Le volet « recherche » du plan est piloté par la DGRI du ministère de la Recherche et le volet « économie », par la DGE du ministère de l'Économie. Le volet européen et international devrait être copiloté par le ministère de l'Économie et le ministère de l'Europe et des Affaires Étrangères. Le SGPI interviendra également, tant en ce qui concerne le PIA que pour les dépenses du fonds pour l'innovation de rupture, dans la mesure où les deux directeurs en cours de nomination pour mener à bien les premiers « grands défis » lui seront rattachés.

2. De nombreuses actions ont déjà été lancées
a) Les actions du plan engagées dès cette année.

Il semble que l'année 2018 aura surtout été consacrée à la mise en marche de l'écosystème public en charge de la mise en oeuvre du plan .
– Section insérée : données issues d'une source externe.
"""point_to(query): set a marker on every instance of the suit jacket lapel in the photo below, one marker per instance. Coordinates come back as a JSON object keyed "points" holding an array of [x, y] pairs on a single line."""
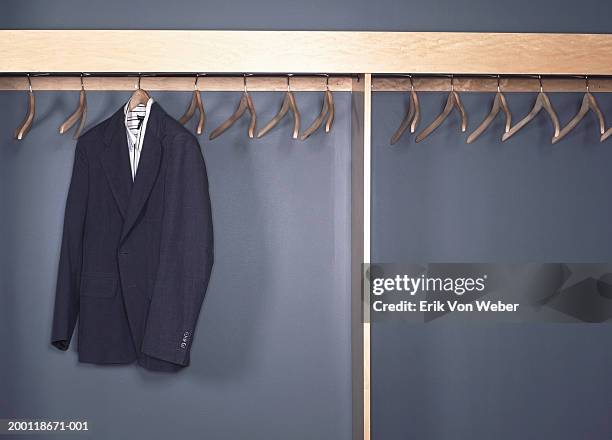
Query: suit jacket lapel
{"points": [[146, 174], [116, 162]]}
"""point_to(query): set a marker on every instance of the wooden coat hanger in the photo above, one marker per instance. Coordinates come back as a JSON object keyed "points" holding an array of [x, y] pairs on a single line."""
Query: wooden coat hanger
{"points": [[246, 103], [139, 96], [541, 102], [413, 115], [327, 114], [288, 104], [196, 103], [453, 101], [588, 103], [26, 124], [499, 103], [79, 114]]}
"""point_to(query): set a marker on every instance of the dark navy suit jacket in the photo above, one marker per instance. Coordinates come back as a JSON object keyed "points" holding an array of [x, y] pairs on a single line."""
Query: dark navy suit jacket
{"points": [[136, 257]]}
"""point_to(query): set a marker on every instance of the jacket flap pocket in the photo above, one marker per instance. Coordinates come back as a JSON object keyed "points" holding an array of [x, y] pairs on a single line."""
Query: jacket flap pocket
{"points": [[99, 285]]}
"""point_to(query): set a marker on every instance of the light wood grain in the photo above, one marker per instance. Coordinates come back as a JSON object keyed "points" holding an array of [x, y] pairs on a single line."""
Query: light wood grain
{"points": [[485, 84], [361, 126], [304, 84], [160, 83], [96, 51]]}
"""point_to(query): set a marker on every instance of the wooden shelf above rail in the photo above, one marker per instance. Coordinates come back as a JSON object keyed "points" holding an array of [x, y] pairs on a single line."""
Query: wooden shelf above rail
{"points": [[182, 51]]}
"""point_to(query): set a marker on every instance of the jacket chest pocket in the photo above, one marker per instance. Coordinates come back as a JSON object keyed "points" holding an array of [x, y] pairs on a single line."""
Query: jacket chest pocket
{"points": [[98, 285]]}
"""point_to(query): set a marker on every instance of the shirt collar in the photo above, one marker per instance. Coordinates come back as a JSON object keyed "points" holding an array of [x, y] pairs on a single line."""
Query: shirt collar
{"points": [[133, 140]]}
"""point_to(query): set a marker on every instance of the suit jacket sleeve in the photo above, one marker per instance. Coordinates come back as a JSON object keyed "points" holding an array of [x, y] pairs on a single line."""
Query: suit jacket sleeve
{"points": [[186, 254], [71, 254]]}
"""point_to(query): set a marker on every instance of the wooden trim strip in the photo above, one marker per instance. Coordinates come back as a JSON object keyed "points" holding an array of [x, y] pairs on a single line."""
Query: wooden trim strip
{"points": [[179, 51], [486, 84], [304, 83], [183, 83]]}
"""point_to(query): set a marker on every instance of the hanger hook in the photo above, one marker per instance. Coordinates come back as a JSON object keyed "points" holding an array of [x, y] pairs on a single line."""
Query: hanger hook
{"points": [[586, 80], [541, 86]]}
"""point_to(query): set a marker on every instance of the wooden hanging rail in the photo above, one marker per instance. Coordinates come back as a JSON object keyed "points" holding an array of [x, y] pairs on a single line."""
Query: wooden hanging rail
{"points": [[304, 83], [489, 84], [180, 51], [178, 83]]}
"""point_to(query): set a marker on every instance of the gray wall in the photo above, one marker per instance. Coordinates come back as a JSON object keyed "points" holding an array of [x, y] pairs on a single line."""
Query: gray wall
{"points": [[272, 349], [258, 355], [521, 201]]}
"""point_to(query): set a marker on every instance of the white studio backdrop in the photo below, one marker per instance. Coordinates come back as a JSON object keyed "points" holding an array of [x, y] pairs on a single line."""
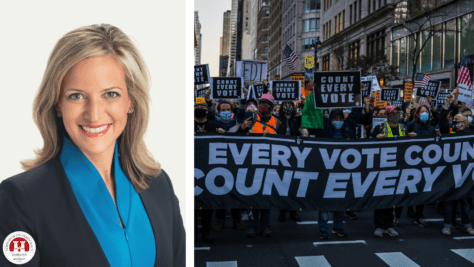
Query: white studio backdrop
{"points": [[29, 31]]}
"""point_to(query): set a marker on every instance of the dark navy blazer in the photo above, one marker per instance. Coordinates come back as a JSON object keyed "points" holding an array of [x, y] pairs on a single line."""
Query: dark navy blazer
{"points": [[41, 203]]}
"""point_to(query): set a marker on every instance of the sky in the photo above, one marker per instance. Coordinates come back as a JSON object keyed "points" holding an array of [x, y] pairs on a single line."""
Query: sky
{"points": [[211, 16]]}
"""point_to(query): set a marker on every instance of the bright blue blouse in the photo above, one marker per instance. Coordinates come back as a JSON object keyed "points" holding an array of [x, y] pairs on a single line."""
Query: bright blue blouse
{"points": [[133, 245]]}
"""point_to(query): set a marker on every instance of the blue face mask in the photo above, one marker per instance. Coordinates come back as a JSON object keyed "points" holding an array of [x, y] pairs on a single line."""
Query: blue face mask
{"points": [[337, 124], [424, 116], [226, 115]]}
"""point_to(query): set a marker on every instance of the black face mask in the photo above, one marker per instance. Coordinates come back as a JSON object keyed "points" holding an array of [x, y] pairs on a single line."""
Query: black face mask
{"points": [[199, 113]]}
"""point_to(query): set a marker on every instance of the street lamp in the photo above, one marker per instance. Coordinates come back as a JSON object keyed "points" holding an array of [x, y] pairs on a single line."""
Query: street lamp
{"points": [[314, 45]]}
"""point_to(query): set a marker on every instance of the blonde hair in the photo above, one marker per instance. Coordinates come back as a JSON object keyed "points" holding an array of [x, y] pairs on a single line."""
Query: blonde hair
{"points": [[85, 42]]}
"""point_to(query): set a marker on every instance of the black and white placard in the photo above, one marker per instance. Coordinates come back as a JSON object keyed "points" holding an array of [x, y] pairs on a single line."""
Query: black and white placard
{"points": [[430, 89], [226, 87], [389, 94], [286, 90], [201, 74], [337, 89]]}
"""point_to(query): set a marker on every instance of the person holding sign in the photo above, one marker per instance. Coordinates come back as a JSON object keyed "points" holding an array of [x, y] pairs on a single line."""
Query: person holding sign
{"points": [[459, 125], [383, 218]]}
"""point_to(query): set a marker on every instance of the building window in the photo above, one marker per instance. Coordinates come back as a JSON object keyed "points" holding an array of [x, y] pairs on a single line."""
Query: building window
{"points": [[311, 6], [326, 63], [376, 43], [307, 42]]}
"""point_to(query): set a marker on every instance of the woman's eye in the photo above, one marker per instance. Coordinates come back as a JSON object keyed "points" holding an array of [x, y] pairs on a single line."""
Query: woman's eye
{"points": [[111, 94], [75, 96]]}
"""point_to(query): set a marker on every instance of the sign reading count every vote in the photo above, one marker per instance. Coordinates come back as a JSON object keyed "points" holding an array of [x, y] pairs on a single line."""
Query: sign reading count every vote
{"points": [[337, 89]]}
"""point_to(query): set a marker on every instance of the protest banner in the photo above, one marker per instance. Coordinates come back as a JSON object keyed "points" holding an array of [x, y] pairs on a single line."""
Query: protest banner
{"points": [[240, 171], [286, 90], [408, 91], [389, 94], [431, 89], [255, 91], [337, 89], [397, 103], [226, 87], [367, 92], [373, 80], [252, 70], [377, 121], [201, 92], [201, 74]]}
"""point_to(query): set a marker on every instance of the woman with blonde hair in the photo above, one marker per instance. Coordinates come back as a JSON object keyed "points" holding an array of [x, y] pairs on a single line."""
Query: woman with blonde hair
{"points": [[94, 195]]}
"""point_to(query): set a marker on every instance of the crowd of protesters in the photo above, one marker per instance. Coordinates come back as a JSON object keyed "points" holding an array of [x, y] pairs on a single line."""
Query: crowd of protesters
{"points": [[265, 116]]}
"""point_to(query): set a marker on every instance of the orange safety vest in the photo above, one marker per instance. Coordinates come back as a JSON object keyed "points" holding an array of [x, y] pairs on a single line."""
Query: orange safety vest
{"points": [[258, 127]]}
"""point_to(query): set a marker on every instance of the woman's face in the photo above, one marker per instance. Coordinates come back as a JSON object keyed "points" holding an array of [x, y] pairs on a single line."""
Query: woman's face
{"points": [[94, 104]]}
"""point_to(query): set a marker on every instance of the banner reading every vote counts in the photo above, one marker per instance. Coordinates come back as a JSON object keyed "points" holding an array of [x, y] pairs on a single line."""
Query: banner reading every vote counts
{"points": [[242, 171]]}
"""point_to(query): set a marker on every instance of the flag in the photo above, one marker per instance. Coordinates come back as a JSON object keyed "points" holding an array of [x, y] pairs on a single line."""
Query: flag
{"points": [[463, 77], [421, 80], [290, 57]]}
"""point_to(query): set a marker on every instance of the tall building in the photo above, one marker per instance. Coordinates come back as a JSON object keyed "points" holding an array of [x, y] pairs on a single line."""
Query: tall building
{"points": [[224, 47], [274, 62], [197, 49], [263, 26], [300, 30]]}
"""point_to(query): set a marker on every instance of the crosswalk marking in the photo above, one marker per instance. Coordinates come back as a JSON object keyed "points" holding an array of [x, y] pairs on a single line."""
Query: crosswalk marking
{"points": [[308, 261], [396, 259], [222, 264], [468, 254], [339, 242]]}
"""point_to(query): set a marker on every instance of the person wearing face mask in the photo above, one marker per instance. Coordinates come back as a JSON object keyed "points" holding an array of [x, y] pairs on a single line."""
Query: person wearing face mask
{"points": [[289, 125], [337, 127], [383, 218], [459, 125]]}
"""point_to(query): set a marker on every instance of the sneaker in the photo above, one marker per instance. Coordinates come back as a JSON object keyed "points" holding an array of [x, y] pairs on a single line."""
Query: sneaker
{"points": [[378, 232], [446, 231], [323, 235], [339, 232], [294, 217], [218, 226], [266, 233], [238, 225], [351, 215], [469, 230], [206, 236], [390, 232], [420, 222], [251, 234]]}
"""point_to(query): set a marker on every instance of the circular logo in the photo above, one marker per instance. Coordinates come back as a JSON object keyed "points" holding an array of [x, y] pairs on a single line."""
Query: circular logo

S'agissant du volet relatif à la recherche , le ministère de la Recherche a notamment cité à votre rapporteur les éléments suivants :

- la coordination de la mise en oeuvre des actions de recherche de cette stratégie est assurée par INRIA ;

- la mise en place d'un réseau d'instituts interdisciplinaires en intelligence artificielle emblématiques intitulé « I3A » qui aura pour vocation de développer de la recherche sur le coeur de l'IA, son intégration (robotique, vision artificielle...) et ses applications (sécurité et défense, transport...) en vue d'attirer les meilleurs chercheurs : l'appel à manifestation d'intérêt a été publié par l'ANR en juillet 2018, les premiers lauréats ont été présélectionnés le 6 novembre dernier 111 ( * ) ;

- le « Cloud » à disposition des chercheurs : un marché multi-attributaire de prestataires de cloud est en cours de rédaction, s'appuyant sur le référentiel SecNumCloud existant et devant inclure les questions de souveraineté des données ;

- la mise à niveau des capacités de calcul destinées à la recherche : le marché public en cours pour le renouvellement du calculateur IDRIS par GENCI a bénéficié d'un complément budgétaire de 10 millions d'euros en 2018 , pour intégrer les problématiques liées au calcul pour l'IA, notamment la répartition du traitement du signal sur un ensemble de petits calculateurs graphiques. Cette action permet d'une part de sensibiliser la communauté du calcul scientifique et des simulations numériques (environ 3 000 utilisateurs actuels de GENCI) aux possibilités offertes par l'IA et par les techniques d'apprentissage, d'autre part, de faire bénéficier à la communauté des chercheurs en IA (environ 1 500 nouveaux utilisateurs attendus) de l'expérience du calcul scientifique de haute performance et de l'optimisation du code acquise par la communauté de GENCI ;

- l'abondement des moyens sur l'IA à l'ANR : une priorité IA a été mise en oeuvre par l'ANR en 2018 dans les axes existants, avec un budget supplémentaire de 10 millions d'euros ;

- l'accompagnement de la recherche sur les algorithmes : la stratégie nationale de recherche (SNR) avait pointé dès 2014 le besoin d'interdisciplinarité dans la recherche académique, en définissant les axes de travail à travers des défis sociétaux, et avait mis en avant un programme d'action transversal relatif à « l'explosion du volume des données numériques ». Consécutivement, un Institut de convergence a été retenu sur les données et leurs liens avec l'IA et avec la société, pour un financement par le PIA 2. Il s'agit maintenant d'étendre les travaux sur les algorithmes exploitant les grands volumes de données numériques vers des perspectives d'algorithmes sincères et éthiques.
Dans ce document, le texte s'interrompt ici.